A few weeks later one of the farmers we contacted for advice asked about the pig. I told him how we handled things. He responded that a new regulation had been set in place, or lifted rather, that allows meat producers to give meat producing animals antibiotics for sicknesses as long as it is a lifesaving measure. Interesting. What he said seemed innocent on the surface. Even advantageous. Because our animals are raised on pasture with plenty of space and strong, natural diets we don’t lose many animals to sickness. However, if you do this long enough, you will lose a few. Wouldn’t it be great if those animals could be saved and live to maturity? This would be good for the animals, but also for business. I researched the matter. He was right. According to the “experts” manning the appropriate bureaucracies, farmers like me (regenerative, pastured, no antibiotics, etc) can now administer antibiotics to meat producing animals as a life saving measure. And, the meat from those animals can still be marketed as  “antibiotic free.” I think you can see where this is going. Can you imagine how the large confinement producers who have stepped off into the land of “all-natural” will run with this one? Truthfully, I think that is the point of the relaxed new regulation. The huge producers are able to stack chickens, hogs, and cattle on top of one another, standing in their own filth, because they can administer antibiotics to all of them as a preventative measure. The new loophole enables those producers to live in a very fuzzy area with regard to which animals require the “lifesaving measure” of antibiotics.  Furthermore, I can see where the small producers will be tempted by it. A person will entertain all kinds of possibilities when they are backed into a corner by credit, lack of cash flow, and a regulatory system built to oppose them.

We, however, will not entertain the possibilities.

America is a good country. It feeds and has fed a lot of people.
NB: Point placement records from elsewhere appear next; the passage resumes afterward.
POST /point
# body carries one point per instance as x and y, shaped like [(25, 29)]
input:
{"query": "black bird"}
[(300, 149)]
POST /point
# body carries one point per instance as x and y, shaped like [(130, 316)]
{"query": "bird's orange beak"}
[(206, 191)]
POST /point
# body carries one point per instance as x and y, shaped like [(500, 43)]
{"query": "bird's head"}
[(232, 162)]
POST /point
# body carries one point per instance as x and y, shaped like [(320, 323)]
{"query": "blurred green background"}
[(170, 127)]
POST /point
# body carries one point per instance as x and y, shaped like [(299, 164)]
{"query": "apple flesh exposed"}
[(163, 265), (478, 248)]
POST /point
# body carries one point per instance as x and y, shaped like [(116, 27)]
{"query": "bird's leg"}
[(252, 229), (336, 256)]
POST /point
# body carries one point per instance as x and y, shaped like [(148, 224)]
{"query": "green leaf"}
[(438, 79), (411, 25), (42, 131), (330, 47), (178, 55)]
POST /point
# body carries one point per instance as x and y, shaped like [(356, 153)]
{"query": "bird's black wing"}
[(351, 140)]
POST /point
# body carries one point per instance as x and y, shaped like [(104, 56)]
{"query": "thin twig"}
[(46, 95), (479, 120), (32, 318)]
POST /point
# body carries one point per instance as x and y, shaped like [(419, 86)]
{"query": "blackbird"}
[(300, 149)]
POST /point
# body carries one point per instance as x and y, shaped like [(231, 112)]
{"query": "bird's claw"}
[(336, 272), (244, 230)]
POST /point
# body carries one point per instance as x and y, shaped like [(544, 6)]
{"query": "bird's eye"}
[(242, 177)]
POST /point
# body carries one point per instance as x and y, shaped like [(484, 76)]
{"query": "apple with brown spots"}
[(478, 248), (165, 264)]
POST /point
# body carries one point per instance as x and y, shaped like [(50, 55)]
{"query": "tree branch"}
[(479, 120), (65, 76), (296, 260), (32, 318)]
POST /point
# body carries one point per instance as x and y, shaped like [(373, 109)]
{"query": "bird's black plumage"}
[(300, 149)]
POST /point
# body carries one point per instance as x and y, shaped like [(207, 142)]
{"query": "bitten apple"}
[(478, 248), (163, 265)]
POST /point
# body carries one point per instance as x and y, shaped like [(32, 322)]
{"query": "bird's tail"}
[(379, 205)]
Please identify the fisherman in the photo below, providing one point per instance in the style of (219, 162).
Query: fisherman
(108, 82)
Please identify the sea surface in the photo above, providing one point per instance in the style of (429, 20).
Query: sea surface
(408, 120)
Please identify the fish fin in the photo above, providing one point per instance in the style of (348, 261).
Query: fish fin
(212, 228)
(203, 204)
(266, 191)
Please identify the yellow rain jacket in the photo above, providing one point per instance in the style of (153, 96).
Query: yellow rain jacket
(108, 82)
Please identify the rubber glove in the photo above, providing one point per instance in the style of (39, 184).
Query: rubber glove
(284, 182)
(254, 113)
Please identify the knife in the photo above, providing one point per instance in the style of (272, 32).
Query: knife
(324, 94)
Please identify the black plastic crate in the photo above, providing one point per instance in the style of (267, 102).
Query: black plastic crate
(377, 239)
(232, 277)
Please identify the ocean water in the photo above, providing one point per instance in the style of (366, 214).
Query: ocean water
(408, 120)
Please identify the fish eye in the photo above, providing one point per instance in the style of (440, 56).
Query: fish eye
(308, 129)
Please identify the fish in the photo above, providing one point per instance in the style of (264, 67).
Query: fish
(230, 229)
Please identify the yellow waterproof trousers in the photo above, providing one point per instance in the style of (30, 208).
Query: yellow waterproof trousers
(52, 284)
However, in many ways it has lost its agricultural soul. When I consider the maze of loopholes available to farmers one word comes to mind.

Deception.

How else do you explain the idea that I could technically raise thousands of chickens in a barn—with a small doggy door to a 100 square foot patch of grass outside—and still call the eggs and meat “pastured” or “free range?” Those same chickens, raised shoulder to shoulder in confinement, could be fed organic feed and be marketed as “USDA Organic.” How do you explain the fact that any animal food product can be marketed as “all natural” due to the fact that animals are a part of nature? And, how do you reconcile marketing meat from animals, treated with antibiotics, as antibiotic free meat? These can’t be explained. They are loopholes developed over years of an industrialized agriculture. These loopholes reduce away one important fact about food—people eat it. Families eat it. Children eat it. When you sell them loopholes, you sell them lies. They eat lies. Their cells are fed by lies. The industry reaps the benefit of people’s trust in it while people suffer the consequences of its deception.

WonderTree will never sell you a lie. We produce honest food from honestly raised animals on honestly stewarded land. It may not be the easiest or most profitable practice, but it is ours.